What is Von Willebrand Disease?

If you’ve never even heard of Von Willebrand Disease (VWD) you are probably fortunate than not to know anyone with it or have it yourself. It is an inherited bleeding disorder that affects the blood’s ability to clot.

As you may know, if your blood cannot clot, and there is bleeding after an injury or surgery or even during menstruation or pregnancy your body can have a difficult time when it comes time to stop bleeding.

Typically when a blood vessel is injured and starts to bleed small blood cells manufactured in marrow called platelets clump together to stop the bleeding by forming a plug (clot) where the bleeding is occurring.

Types of VWD

There are three types of VWD: Type 1 is a low level of the Von Willebrand factor, and you may not notice that you have a disorder. This is the most common type of VWD. You have the factor VIII just lower levels than is normal.

Then there is Type 2 VWD. In this type of the disorder the factor does not work in the normal way and different gene mutations included in this type act differently.

In Type 3, you have no Von Willebrand factor and you also have low levels of factor VIII. This is the form of VWD that is the most serious type to have, fortunately it is very rare.

Individuals with VWD Type 1 typically only need intervention if they have surgery otherwise they are symptom free. However, any trauma, or surgery such as a tooth extraction requires treatment including medications and medical therapies to treat the condition. If an individual has Type 3 they will require emergency treatment if they start bleeding or they will bleed to death.

It is vitally important to not only receive the correct diagnosis of Von Willebrand Disease but to diagnose the correct Type that you have 1, 2 or 3. early diagnosis is very important so that the blood disorder is recognized before any bleeding incident should occur.
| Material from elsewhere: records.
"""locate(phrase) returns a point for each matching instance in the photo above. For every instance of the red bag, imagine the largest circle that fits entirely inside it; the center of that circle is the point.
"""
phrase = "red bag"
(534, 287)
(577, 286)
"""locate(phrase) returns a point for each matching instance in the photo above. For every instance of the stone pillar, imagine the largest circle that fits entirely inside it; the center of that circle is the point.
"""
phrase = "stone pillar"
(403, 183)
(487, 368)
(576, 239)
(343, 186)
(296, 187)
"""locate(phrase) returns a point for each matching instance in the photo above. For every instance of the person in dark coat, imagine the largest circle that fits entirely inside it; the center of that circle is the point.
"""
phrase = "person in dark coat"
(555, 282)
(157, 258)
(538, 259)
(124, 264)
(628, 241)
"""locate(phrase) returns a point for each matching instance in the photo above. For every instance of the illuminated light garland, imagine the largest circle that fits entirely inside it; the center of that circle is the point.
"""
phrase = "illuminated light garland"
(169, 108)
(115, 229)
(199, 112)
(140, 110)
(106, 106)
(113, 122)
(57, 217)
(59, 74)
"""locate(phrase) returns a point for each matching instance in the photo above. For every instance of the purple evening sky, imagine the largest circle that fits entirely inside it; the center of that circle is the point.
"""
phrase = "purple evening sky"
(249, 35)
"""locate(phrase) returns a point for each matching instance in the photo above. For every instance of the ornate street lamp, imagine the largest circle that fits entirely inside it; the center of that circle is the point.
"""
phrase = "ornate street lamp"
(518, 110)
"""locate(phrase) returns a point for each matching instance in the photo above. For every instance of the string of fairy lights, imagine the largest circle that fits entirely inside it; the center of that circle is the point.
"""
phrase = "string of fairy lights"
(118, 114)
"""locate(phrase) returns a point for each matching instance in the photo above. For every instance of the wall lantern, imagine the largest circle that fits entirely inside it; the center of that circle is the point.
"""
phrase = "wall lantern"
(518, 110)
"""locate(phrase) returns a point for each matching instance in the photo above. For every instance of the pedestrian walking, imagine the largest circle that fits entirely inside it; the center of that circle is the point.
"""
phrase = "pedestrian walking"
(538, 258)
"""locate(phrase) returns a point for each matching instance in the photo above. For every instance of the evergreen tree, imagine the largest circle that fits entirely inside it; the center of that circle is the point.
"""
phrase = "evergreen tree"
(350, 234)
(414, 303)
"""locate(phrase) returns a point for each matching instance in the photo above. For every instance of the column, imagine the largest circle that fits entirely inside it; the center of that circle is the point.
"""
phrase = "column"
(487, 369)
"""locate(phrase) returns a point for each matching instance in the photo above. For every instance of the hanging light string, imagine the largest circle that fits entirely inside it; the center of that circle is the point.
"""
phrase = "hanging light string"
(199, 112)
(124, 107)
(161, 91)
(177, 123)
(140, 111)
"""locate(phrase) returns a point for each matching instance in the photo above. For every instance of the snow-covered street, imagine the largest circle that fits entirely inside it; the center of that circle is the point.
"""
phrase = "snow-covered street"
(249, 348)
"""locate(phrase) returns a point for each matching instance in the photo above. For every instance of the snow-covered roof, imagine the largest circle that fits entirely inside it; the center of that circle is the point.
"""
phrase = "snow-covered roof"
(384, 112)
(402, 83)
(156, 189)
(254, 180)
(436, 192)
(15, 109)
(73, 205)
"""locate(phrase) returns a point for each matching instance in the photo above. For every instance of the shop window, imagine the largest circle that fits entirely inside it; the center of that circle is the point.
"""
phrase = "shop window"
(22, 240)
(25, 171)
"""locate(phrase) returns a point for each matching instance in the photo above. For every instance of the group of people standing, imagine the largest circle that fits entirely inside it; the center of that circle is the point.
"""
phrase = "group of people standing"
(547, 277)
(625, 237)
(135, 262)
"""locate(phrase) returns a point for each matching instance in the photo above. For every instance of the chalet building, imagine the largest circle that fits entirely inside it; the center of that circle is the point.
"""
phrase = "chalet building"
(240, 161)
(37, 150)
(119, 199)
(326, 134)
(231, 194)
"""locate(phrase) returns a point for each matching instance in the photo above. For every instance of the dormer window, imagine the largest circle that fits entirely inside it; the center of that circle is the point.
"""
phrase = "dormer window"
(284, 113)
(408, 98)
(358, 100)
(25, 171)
Signs and Symptoms of Willebrand Disease

Usually if the disorder is mild enough signs and symptoms will be difficult to spot. Individuals with Type 1 or Type 2 VWD may exhibit the following signs and symptoms: frequent bruising even when the injury is slight, frequent or hard to stop nosebleeds, lots of bleeding after a dental procedure, for women – heavy or long menstrual bleeding, blood in stools, blood in urine, heavy bleeding after being cut and heavy bleeding after surgery.
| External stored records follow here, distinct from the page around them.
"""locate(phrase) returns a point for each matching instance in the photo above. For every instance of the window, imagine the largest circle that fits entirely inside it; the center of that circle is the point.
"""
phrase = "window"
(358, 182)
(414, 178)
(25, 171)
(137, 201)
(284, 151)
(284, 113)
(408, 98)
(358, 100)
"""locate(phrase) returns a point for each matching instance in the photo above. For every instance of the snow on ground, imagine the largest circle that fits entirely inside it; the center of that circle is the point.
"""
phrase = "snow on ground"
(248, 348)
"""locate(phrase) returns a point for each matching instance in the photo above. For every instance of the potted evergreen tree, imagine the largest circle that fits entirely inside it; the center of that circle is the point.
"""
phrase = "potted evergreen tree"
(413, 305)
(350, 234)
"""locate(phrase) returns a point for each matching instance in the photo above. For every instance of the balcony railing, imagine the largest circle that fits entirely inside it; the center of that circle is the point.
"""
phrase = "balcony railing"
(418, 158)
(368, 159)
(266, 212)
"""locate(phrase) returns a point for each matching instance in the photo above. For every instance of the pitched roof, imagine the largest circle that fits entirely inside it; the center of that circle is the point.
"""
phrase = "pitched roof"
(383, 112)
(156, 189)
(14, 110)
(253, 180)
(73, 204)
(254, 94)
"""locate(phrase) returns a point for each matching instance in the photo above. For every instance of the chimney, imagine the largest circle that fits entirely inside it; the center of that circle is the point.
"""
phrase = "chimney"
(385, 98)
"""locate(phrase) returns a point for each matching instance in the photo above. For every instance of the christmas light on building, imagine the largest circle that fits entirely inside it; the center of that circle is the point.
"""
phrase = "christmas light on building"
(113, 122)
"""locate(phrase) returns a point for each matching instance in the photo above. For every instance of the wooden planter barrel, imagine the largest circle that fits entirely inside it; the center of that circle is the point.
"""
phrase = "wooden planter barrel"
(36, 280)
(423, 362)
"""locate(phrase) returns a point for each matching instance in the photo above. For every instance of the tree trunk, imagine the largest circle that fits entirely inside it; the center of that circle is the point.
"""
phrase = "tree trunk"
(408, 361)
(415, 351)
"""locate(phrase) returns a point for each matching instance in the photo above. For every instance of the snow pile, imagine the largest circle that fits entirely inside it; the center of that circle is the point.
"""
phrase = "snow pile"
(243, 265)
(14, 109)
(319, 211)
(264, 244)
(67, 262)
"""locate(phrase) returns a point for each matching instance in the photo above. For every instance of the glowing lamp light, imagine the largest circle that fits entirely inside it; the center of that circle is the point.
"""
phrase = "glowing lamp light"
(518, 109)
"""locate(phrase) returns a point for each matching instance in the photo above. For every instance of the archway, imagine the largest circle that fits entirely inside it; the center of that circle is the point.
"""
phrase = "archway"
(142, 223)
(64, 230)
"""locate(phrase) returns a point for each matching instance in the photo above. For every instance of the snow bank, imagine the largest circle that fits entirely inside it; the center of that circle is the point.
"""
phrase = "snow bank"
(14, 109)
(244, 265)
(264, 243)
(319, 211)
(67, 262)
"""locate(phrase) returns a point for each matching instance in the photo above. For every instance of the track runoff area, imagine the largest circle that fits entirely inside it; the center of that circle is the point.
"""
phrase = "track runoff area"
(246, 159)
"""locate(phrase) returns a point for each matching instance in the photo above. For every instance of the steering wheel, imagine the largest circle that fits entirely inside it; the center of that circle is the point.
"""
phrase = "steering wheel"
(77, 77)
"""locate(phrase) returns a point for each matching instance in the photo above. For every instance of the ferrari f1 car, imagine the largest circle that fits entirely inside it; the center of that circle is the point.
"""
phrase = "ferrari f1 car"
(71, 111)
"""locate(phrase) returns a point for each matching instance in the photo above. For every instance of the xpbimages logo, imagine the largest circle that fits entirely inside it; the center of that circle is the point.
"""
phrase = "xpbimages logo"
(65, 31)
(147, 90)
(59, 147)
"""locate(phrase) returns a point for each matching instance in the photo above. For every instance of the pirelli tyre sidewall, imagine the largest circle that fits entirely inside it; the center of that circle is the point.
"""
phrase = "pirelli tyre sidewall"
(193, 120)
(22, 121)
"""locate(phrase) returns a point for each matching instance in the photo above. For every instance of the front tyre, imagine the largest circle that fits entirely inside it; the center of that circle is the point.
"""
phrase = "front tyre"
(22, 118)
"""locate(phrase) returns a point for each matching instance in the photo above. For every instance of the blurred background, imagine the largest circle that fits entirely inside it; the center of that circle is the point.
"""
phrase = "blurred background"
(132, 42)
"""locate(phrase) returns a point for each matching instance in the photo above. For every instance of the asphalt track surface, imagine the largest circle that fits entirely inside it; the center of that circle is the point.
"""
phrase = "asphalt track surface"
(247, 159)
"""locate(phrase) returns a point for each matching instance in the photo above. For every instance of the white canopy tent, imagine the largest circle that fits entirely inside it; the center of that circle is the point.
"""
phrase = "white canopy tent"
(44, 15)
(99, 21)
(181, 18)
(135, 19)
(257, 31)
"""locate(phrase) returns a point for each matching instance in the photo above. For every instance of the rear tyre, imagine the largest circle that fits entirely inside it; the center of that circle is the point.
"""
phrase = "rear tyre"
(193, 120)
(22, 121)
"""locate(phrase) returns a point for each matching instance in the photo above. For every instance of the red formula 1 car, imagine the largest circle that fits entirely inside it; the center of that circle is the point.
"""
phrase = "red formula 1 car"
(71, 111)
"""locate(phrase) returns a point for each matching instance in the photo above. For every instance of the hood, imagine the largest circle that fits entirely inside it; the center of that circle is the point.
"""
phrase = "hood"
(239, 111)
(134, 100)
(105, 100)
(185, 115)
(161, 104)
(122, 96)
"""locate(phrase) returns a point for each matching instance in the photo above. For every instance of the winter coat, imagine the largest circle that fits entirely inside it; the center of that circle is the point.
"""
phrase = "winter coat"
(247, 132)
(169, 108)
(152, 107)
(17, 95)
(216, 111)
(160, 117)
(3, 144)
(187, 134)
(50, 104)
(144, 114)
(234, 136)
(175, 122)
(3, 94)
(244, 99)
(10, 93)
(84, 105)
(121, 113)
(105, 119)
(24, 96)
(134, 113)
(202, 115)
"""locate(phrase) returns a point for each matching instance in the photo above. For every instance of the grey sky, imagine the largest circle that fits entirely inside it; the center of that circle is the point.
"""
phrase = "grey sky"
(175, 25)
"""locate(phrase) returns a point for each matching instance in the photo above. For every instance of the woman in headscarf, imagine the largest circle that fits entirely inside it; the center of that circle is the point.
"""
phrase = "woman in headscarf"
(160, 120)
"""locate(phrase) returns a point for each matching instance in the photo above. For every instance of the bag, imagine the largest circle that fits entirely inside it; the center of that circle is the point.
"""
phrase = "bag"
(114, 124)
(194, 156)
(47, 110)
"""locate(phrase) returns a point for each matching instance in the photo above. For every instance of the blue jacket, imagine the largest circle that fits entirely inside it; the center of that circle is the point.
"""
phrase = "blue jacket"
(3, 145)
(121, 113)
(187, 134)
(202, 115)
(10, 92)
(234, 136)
Those who have Type 3 VWD will show the same signs and symptoms of those with Type 1 or 2 but will also have life threatening bleeding episodes or times when bleeding goes into soft tissue or into the joints where it causes swelling and severe pain.


The symptom women notice the most is very heavy menstrual periods, often called, “menorrhagia”. This is where the bleeding with clots are larger than 1″ in diameter, they become anemic or show a low blood iron count and need to change pads or tampons more frequently than normal (more than once an hour). If you notice any of these signs or symptoms speak with your doctor about your concerns.

It can be difficult to diagnose Von Willebrand disease. Typically there is a trauma or surgery in which it becomes difficult to control the bleeding at which time the doctor or other medical professional may become suspicious of the diagnosis.

Once the disease is suspected, a medical history will be taken, give a physical examination and run a combination of blood tests that will help in diagnosing the disorder. Some of the tests that may be run are the Von Willebrand factor antigen, the Von Willebrand factor ristocetin cofactor activity test, Factor VIII clotting activity test, the Von Willebrand factor multimers test and the platelet function test.